The F-35A durability test airframe will now leave the rig and travel to the United States where it will undergo further detailed inspections.
Kathy Nesmith, F-35 Joint Program Office Airframe Team Lead, said: “The F-35 programme requires a service life of 8,000 flight hours. This is verified through durability testing to two lifetimes or 16,000 hours. Completing third life testing on the F-35A durability article will provide us the data to enable the warfighter to maintain and sustain this aircraft beyond 2050.”
Matt Edghill, Lockheed Martin’s F-35 Structures Development Director, said: “The 5th generation F-35, with advanced speed and agility, pushes the boundaries of engineering and physics. This durability testing confirms the airframe will perform in and withstand the demanding environments it will experience throughout its operational lifetime. Completion of the F-35A’s third lifetime test gives our programme great confidence in the aircraft’s strength and durability for decades to come.”

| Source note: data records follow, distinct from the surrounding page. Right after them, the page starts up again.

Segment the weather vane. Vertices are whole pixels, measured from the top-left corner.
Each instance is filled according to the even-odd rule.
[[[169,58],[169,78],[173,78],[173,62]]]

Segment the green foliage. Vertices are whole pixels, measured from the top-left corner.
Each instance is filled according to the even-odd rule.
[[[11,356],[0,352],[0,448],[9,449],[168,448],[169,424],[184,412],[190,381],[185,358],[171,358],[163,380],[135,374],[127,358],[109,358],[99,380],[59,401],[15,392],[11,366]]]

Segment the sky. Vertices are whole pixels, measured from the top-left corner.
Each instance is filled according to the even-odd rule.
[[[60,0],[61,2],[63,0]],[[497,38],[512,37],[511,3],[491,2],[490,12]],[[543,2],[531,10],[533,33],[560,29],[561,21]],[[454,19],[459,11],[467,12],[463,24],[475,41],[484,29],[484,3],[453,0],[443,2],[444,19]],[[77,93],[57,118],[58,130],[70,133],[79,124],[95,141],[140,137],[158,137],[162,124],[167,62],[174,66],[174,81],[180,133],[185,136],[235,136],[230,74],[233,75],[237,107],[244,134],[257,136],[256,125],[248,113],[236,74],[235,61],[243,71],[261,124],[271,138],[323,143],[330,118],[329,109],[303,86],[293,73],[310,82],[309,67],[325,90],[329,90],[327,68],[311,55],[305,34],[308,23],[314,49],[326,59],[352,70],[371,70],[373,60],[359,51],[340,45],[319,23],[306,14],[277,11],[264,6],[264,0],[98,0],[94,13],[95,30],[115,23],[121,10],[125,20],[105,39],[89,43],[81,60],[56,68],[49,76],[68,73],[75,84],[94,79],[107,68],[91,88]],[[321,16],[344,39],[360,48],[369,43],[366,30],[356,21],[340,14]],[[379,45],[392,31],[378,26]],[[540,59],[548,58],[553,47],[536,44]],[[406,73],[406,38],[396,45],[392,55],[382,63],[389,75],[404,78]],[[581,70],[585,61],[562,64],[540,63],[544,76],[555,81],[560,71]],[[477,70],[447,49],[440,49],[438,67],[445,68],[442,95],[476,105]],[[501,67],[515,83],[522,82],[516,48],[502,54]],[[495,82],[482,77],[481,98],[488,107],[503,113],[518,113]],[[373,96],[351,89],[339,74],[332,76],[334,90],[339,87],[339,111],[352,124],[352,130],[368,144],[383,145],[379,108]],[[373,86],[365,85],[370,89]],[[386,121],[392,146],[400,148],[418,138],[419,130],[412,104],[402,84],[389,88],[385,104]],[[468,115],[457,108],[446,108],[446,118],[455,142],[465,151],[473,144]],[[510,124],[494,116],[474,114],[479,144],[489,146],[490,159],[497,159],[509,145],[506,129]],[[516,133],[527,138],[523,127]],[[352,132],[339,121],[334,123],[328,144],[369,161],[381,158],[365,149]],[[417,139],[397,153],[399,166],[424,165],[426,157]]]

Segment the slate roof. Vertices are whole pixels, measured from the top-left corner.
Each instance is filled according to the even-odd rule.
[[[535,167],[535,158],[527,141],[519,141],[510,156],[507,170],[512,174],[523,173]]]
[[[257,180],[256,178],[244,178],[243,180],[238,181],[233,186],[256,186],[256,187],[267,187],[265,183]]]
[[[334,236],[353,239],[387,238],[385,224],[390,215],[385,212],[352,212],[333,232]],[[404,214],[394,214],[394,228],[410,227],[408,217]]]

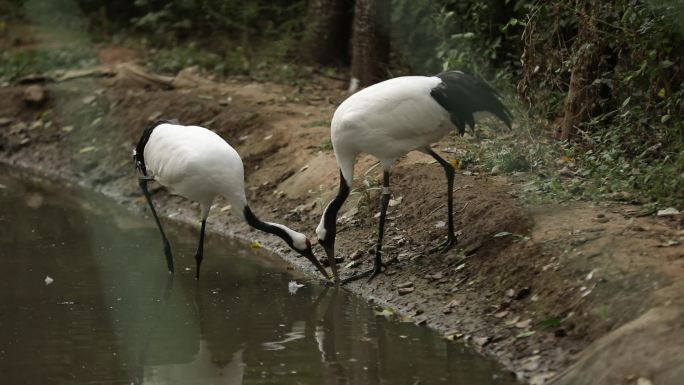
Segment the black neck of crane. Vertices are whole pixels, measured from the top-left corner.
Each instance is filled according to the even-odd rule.
[[[249,208],[249,206],[245,206],[244,214],[245,214],[245,221],[247,222],[248,225],[254,227],[257,230],[261,230],[263,232],[278,236],[278,237],[282,238],[290,247],[294,247],[293,246],[293,240],[292,240],[292,238],[290,238],[290,235],[287,233],[287,231],[283,230],[282,228],[280,228],[278,226],[273,226],[271,224],[263,222],[262,220],[257,218],[256,215],[254,215],[254,213],[252,212],[252,209]]]
[[[325,218],[323,219],[323,225],[325,226],[325,240],[324,242],[330,243],[335,241],[335,235],[337,233],[337,213],[342,208],[342,205],[349,197],[349,184],[344,179],[342,170],[340,170],[340,188],[337,191],[337,196],[330,202],[328,209],[325,210]]]
[[[143,175],[147,175],[147,167],[145,166],[145,146],[147,145],[147,142],[150,141],[150,136],[152,135],[152,131],[154,131],[157,126],[160,124],[164,123],[170,123],[170,124],[178,124],[176,120],[157,120],[150,127],[145,129],[143,131],[142,135],[140,136],[140,140],[138,141],[138,144],[135,146],[135,157],[134,157],[134,162],[135,166],[140,169],[140,172],[142,172]]]

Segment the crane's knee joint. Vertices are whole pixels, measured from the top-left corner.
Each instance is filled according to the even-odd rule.
[[[382,187],[382,195],[390,195],[390,189],[387,186]]]

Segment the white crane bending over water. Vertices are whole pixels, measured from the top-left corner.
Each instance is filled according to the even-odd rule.
[[[139,178],[140,189],[159,227],[170,273],[173,273],[173,255],[147,189],[150,180],[156,180],[172,193],[199,202],[201,206],[202,227],[195,254],[197,279],[203,258],[204,229],[209,209],[217,196],[225,197],[235,215],[250,226],[282,238],[328,278],[328,273],[314,256],[311,242],[304,234],[278,223],[263,222],[254,215],[245,196],[242,159],[233,147],[213,131],[171,121],[155,122],[143,132],[133,151],[133,158],[142,173]]]
[[[335,282],[339,282],[335,266],[337,213],[349,196],[354,163],[360,153],[375,156],[383,166],[378,243],[373,269],[344,282],[366,276],[370,276],[370,280],[384,267],[381,249],[390,200],[389,170],[397,158],[410,151],[418,150],[432,156],[446,172],[449,226],[446,241],[435,249],[446,251],[456,244],[453,222],[455,171],[449,162],[430,149],[430,144],[454,128],[458,128],[461,135],[466,125],[474,130],[473,113],[477,111],[490,112],[509,128],[511,126],[511,114],[501,102],[500,95],[482,80],[460,71],[386,80],[355,93],[337,108],[330,134],[340,168],[340,187],[316,228],[318,242],[325,248]]]

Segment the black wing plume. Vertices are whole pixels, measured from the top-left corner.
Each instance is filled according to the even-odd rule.
[[[459,134],[465,133],[466,125],[475,130],[473,113],[487,111],[501,119],[511,128],[511,112],[501,102],[501,94],[483,80],[460,71],[446,71],[437,75],[442,82],[430,91],[430,95],[445,110]]]

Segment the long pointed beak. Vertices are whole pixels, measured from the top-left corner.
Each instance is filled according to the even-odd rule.
[[[335,247],[324,247],[325,254],[328,255],[328,263],[330,264],[330,270],[332,270],[333,277],[335,278],[335,285],[340,284],[340,276],[337,273],[337,263],[335,263]]]
[[[325,268],[323,267],[323,265],[321,265],[321,263],[318,261],[316,256],[314,256],[314,254],[311,250],[309,250],[308,253],[302,253],[302,255],[305,256],[306,259],[311,261],[311,263],[313,263],[314,266],[316,266],[316,269],[318,269],[318,271],[320,271],[321,274],[323,274],[323,276],[325,277],[326,280],[328,280],[328,281],[330,280],[330,274],[328,274],[328,272],[325,271]]]

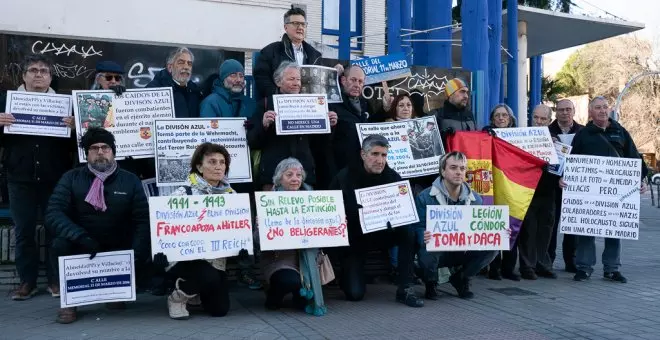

Andy Prendergast, Operations Manager for Structural and Dynamic Test at BAE Systems, said: "This testing has pushed the F-35A airframe to its limits to make sure it will fly safely and effectively throughout its lifetime. We have continually checked the airframe for any signs of stresses and strains and reported findings back to the programme so structural improvements could be made, if required, long before any issues appear in the flying fleet."
We lead structural testing on the CTOL variant of the F-35 with Lockheed Martin, the programme’s prime contractor, who is also responsible for testing of the aircraft's other variants: the F-35B Short Take-Off; Vertical Landing (STOVL); and the F-35C Carrier Variant (CV).
Both the F-35B and F-35C durability test articles have completed 16,000 hour second life testing and are continuing with additional testing to maximize the life of the aircraft.
The F-35 is the latest in a line of aircraft to have been tested at Brough which includes the Buccaneer, Harrier, Hawk and most recently, Eurofighter Typhoon, which continues to be tested at the site.